Hardware
Earlier in this chapter, we learnt about the von-Neumann architecture which offers a simplified model for how modern computers operate. For this section, we will connect these earlier ideas with their counterparts in a real computer. Understanding modern hardware is absolutely key to writing high-performance software.
Central Processing Unit (CPU)
The CPU is the central part of any computer. It acts as the “brain” of the computer and as the name suggests, handles all the processing of the computer. This device usually sits near the centre of the board. In Figure 1, the CPU is housed in socket A. CPUs often come in different form factors and are designed to fit in different sockets, however, there is usually overlap between the same products that a manufacturer produces.
Multicore Chips
Modern CPUs are often designed to be to processes multiple tasks at the same time. For example, when you use your computer, there are usually multiple programs all running at the same time, such as browsing the web, writing a document and listening to music. Older, single core CPUs were able to handle multiple programs at the same time as they would allow each process to run for a while amount of time, switching tasks every few micro seconds. To the user, it appears as if each program is running at the same time, when in fact, only one program is running at any given time. This is called concurrency, and it is the illusion of parallelism. However, modern CPUs have truly parallel capabilities since the majority of modern CPUs actually contain multiple processing cores. If your CPU has 4 cores, it is theoretically possible to speed up some workloads by a factor of 4; often, it is not possible to achieve this level of speed-up with parallelism, but we will discuss this later on in the course.
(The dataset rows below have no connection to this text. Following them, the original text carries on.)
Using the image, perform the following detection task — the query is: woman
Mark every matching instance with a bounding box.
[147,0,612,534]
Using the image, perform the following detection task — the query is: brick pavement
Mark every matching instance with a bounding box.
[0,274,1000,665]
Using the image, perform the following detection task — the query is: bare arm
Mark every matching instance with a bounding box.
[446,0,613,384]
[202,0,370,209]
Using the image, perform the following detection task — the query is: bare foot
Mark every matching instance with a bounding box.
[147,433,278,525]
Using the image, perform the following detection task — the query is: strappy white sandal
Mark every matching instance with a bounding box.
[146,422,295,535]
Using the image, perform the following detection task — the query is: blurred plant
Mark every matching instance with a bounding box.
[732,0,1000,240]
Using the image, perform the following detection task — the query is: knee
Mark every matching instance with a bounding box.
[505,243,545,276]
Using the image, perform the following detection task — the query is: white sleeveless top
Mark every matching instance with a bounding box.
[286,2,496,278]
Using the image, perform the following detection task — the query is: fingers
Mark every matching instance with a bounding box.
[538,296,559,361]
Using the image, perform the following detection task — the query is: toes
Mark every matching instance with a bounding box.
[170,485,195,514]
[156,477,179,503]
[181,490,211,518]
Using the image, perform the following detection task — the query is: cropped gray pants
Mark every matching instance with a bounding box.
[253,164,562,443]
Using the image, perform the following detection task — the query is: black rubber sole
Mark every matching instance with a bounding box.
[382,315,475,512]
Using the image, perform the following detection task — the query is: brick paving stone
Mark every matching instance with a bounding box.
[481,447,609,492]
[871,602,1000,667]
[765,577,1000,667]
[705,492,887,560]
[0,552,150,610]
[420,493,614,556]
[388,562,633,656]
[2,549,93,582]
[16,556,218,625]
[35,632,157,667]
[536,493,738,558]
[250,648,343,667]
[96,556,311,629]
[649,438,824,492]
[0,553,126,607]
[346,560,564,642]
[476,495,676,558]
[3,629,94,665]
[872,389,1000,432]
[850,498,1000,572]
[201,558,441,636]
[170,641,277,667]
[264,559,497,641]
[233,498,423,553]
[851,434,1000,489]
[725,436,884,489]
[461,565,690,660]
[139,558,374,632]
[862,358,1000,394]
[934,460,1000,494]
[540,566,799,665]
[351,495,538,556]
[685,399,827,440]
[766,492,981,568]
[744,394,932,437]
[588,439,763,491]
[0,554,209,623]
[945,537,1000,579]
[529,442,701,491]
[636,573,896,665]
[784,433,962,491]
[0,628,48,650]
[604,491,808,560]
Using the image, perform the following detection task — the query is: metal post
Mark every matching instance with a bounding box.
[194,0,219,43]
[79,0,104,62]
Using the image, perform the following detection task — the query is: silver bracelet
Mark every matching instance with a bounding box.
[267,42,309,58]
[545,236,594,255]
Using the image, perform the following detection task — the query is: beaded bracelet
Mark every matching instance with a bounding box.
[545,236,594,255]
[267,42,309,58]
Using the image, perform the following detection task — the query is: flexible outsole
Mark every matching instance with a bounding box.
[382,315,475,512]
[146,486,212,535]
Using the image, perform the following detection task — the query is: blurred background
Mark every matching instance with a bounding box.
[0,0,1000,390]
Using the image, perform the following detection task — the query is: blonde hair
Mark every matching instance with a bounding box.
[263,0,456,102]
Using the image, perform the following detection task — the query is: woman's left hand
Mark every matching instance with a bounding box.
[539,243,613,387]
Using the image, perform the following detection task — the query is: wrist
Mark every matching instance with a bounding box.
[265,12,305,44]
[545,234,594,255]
If you look at Figure 2, you can see that this processor has 16 cores. This means the entire CPU is made up of 16 processing units, that can individually work on a task. Task manager shows 32 “logical processors” on the computer, which may be confusing at first. This is quite common for many higher-end chips. This is known as Simultaneous Multithreading (SMT) or Hyperthreading1. SMT is a special type of technology which increases the throughput of each individual core, allowing an increased amount of parallel processing. Not all workloads can benefit from this increased performance, but highly parallelised (and task diverse) workloads may see increased performance on these chips when using all the logical processors, and not just each physical core.
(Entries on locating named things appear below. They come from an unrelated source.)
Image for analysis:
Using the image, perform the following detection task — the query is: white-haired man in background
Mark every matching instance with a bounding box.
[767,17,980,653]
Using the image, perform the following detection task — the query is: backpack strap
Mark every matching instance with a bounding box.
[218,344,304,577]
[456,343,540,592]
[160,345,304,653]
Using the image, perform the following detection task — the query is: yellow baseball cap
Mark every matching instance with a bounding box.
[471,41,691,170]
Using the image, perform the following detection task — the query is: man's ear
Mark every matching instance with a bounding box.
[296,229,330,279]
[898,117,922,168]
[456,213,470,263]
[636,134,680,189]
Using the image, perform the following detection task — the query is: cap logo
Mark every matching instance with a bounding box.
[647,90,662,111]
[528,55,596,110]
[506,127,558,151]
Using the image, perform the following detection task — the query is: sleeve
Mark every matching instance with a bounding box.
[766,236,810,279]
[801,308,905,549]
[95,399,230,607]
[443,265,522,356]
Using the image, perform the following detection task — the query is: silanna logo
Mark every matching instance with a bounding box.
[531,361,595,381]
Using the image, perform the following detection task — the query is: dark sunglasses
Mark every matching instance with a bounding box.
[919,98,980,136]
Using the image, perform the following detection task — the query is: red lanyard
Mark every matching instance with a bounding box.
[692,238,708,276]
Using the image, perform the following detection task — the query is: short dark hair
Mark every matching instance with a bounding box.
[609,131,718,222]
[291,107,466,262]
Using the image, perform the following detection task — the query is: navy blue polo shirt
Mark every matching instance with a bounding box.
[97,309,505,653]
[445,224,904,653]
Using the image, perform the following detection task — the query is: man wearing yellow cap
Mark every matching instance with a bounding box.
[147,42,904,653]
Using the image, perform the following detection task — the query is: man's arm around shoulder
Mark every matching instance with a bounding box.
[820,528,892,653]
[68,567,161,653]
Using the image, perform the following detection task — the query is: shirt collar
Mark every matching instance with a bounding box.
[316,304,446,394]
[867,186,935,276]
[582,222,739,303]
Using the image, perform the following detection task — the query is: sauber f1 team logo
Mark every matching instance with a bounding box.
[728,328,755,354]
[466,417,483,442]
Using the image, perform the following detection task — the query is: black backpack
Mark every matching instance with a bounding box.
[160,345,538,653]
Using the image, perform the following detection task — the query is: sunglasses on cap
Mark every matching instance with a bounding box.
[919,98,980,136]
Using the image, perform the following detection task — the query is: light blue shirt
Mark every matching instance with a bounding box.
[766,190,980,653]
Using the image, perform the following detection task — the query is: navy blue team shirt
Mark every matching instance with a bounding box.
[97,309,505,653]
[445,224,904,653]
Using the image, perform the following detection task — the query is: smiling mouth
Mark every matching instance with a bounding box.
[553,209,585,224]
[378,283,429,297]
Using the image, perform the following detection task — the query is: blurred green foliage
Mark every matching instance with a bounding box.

Instruction-level Parallelism
Some modern CPUs have built into them the ability to manipulate multiple pieces of data at the same time, provided they are in a suitable format. Take the problem of adding two vectors together.
Notice that there are 4 add operations here, but they are all independent of one another. Modern CPUs tend to have advanced instructions for doing this operation all at once. It works by taking the 4 values from the first and second vector all at the same time, and putting them in a special arithmetic unit on the CPU which can add numbers in parallel. Note that the CPU must have special, wider registers, capable of storing multiple values in that same buffer. There are many implementations in hardware, but the most common ones are AVX2 and SSE3. These specialised instructions are known as SIMD (Single Instruction Multiple Data).
SIMD instructions can speed up common vector and matrix operations by a large factor. Let’s look at a straightforward example in Julia:
function custom_sum(numbers)
total = zero(eltype(numbers))
@inbounds for x in numbers
total += x
end
return total
end
function custom_sum_simd(numbers)
total = zero(eltype(numbers))
@inbounds @simd for x in numbers
total += x
end
return total
end
While we haven’t covered Julia specific syntax here, you should know that Julia makes use of macros such as @inbounds
and @simd
here, which allows the compiler to rewrite the code inside. Macros are a way for the programmer to write code that writes code. The @inbounds
macro simply tells the compiler to ignore bounds checking (making sure that you index into an array correctly), while the @simd
macro gives us an easy way to tell the compiler to use SIMD instructions in our sum. In this example, we can add together say 4 numbers from our array at a time, instead of only adding one at a time.
The code below is a small example which compares the runtime of the above two implementations. The first result will show the summation without using the SIMD hardware-level optimisations and the second will show the runtime with these optimisations “turned on”:
using BenchmarkTools
numbers = rand(Float32, 256);
println("For Loop (non-SIMD)")
@btime custom_sum($numbers)
println("For Loop (SIMD)")
@btime custom_sum_simd($numbers)
For Loop (non-SIMD)
180.286 ns (0 allocations: 0 bytes)
For Loop (SIMD)
10.772 ns (0 allocations: 0 bytes)
We can see that the SIMD version has a significant speed-up (around x speedup), but requires very little effort on our part. As floating point addition is not associate, the result from these functions will be different as we have changed the order of the summation. The amount of speed-up you will experience depends entirely on the algorithm and the CPU that you run this example on. If you are running on an older chip that does not have vector instructions, the SIMD code may not perform faster than the non-SIMD code.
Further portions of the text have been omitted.